Privilege Escalation – SY0-601 CompTIA Security+ : 1.3

Some attacks can use an existing user account to gain elevated access. In this video, you’ll learn about privilege escalation vulnerabilities and how to prevent them.

<< Previous Video: Cryptographic Attacks Next: Cross-site Scripting >>

 

 


We often worry about an attacker getting administrative login rights or some type of route log in to gain full access to a system, but often the attacker is using a normal users log in to somehow gain elevated rights on the system. This is often done through a privilege escalation where a vulnerability or some type of design flaw is allowing a normal user to suddenly gain extended capabilities on that system. Very often this higher level access is the administrative or the root account. That’s why it’s so important to patch and make sure there are no vulnerabilities on a system that would allow simply any user logging in to gain full access of the operating system.

We often think of privilege escalation as a higher level account, but in some cases it’s a horizontal privilege escalation. This is where one user is able to gain access to resources that would normally only be available to another user of the same level. It doesn’t have to be an administrator account or a root account. Simply user A is gaining access to files and resources for user B.

Privilege escalation vulnerabilities are usually made very aware. They usually have a higher priority associated with them, so it’s very important that we patch these vulnerabilities quickly. It’s very common for our antivirus and anti-malware software to also be aware of these vulnerabilities and stop any malicious software that may try to take advantage of them. The operating system itself may have safeguards in place to prevent someone from taking advantage of a privileged escalation.

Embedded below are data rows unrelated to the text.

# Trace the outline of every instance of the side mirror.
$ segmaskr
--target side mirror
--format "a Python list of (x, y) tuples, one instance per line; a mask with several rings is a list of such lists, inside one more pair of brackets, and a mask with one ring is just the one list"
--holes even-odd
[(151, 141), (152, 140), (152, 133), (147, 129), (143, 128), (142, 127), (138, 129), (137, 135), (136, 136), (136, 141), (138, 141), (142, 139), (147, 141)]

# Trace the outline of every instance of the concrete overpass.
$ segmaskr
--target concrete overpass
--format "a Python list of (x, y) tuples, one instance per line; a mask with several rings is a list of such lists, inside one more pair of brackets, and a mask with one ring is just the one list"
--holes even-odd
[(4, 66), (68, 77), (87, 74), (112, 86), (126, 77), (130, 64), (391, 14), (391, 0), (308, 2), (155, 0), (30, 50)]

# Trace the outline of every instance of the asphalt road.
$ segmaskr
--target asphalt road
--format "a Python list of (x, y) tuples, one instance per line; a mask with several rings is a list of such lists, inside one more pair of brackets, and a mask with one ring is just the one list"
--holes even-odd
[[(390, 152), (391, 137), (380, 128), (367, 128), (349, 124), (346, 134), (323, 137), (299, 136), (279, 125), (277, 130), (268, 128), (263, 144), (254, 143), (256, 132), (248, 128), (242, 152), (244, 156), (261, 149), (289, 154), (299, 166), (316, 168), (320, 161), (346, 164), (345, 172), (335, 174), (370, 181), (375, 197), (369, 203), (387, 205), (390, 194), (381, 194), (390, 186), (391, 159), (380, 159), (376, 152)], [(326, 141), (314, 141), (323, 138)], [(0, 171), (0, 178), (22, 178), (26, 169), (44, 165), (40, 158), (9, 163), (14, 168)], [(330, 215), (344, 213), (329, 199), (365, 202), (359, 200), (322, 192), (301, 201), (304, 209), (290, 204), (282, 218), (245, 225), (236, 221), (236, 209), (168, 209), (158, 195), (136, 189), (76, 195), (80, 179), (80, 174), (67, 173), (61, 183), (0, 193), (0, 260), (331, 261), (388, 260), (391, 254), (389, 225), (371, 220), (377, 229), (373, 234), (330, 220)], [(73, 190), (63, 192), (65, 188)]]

One of these safeguards is called data execution prevention it’s a way to only allow applications to run in certain areas of memory where that particular function is allowed. Vulnerabilities that try to run an application from the data section of memory would be blocked using data execution prevention. And many operating systems will randomize where information is stored in memory so that if attacker finds a way to take advantage of a memory address on one system, they would not be able to duplicate that on another operating system.

Here’s a practical example of a privileged escalation. This was a CBE 2020-1530, and it’s titled the Windows Remote Access Elevation of Privileged Vulnerability. It was released on August of 2020. This is specific to Microsoft Windows and the Windows Remote access application, which runs on server 2008, 2012, 2016, 2019, Windows 7, Windows 8.1, and Windows 10.

You can see that this particular vulnerability is one that affects many different operating systems going back a number of years. If the victim’s machine had this remote access vulnerability, the attacker would only need to run a single program and they would have elevated access on that system. With a vulnerability that has this scope associated with it, you can see why it’s so important to always make sure you’re up to date that you have the latest security patches on your operating system.